GazaHerald – Gaza’s humanitarian crisis is worsening as combined international airdrops over the past week amounted to the equivalent of just 15 aid trucks, less than 1 percent of what the enclave needs each day for basic survival, according to local sources.
Aid agencies say at least 600 trucks must enter Gaza daily to avert famine. Yet, in the past 13 days, only 1,115 trucks have been allowed in, just 14 percent of what is required, while over 200 people have already died from starvation.
A senior fellow with the European Council on Foreign Relations accused “complicit countries” of parachuting aid into Gaza “not to end the hunger, but to sustain it” through “headline-grabbing gestures.”
He linked this to Israel’s longstanding policy of restricting supplies to below the minimum calorie threshold needed for survival, a strategy officials in Israel have previously described as keeping Palestinians on a “starvation-plus diet” since the blockade began in 2007.
The analyst said this policy is designed to make life “as miserable as possible” so that Palestinians feel they have no choice but to leave Gaza, a policy Israel now labels “voluntary migration.”
“Starve to death if you stay, get bombed to death if you stay, or leave,” he said.
Isreali orchestred chaos
Local officials say the humanitarian chaos is compounded by deliberate Israeli actions to undermine distribution. Many aid trucks have been looted amid what Gaza’s Government Media Office calls “a systematic policy of engineering starvation and chaos to break the will of the people.”

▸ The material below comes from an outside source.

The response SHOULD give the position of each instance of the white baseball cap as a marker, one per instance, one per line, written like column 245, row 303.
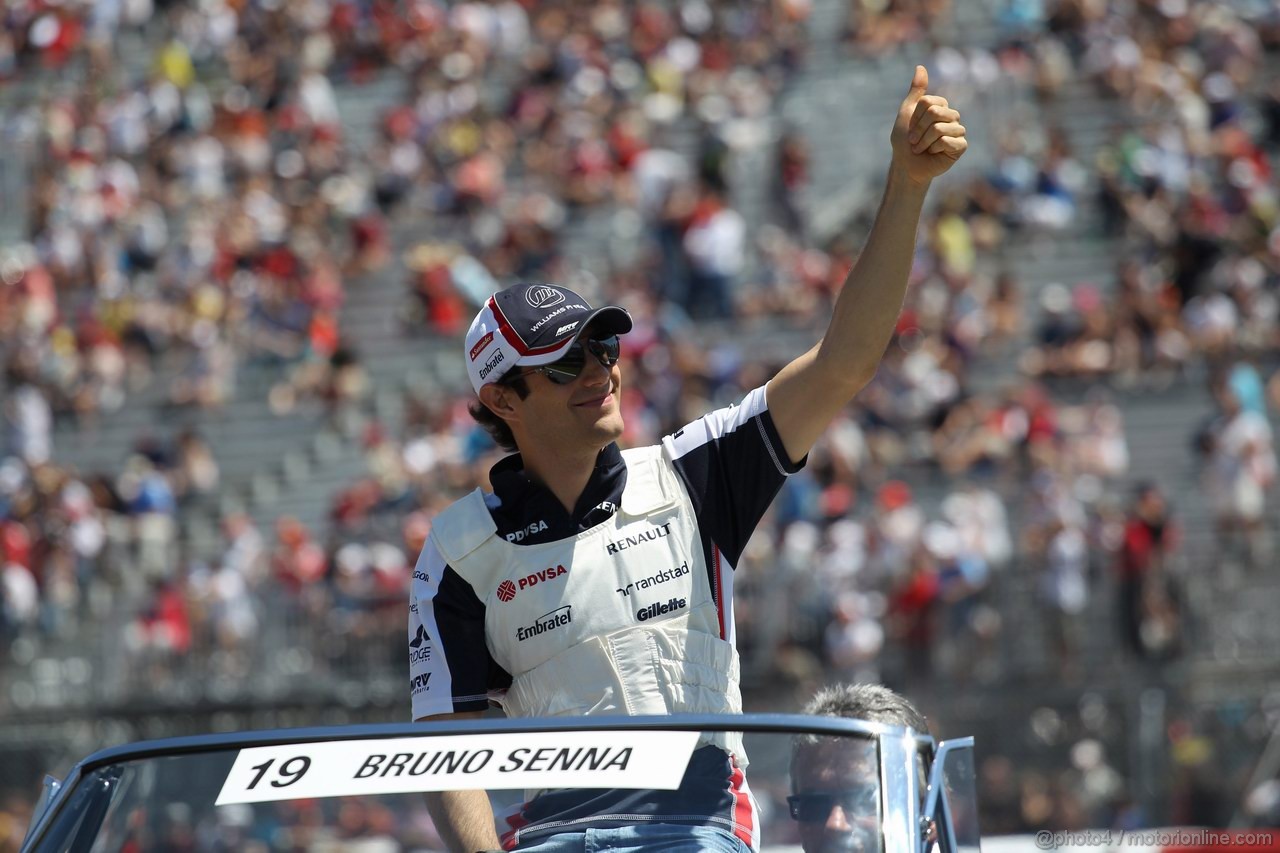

In addition to shortages, aid airdrops have turned deadly. On Saturday, a 15-year-old boy was killed by a falling pallet in Gaza, one of at least 23 Palestinians crushed to death by airdropped supplies since October 2023.
The health system in Gaza is completely collapsing, according to the director general of the health ministry, and the Strip is going from “hunger to starvation.” He reported that all water available in displacement shelters is undrinkable, and 11 starvation-related deaths were recorded in just 24 hours. He added that recent aid deliveries met less than 5 percent of the ministry’s needs and that 12,000 patients urgently require treatment abroad.
Gaza’s authorities are calling on the United Nations, Arab and Islamic nations, and the wider international community to take urgent action to open all crossings, guarantee safe aid access, and hold Israel accountable for what they describe as crimes against civilians.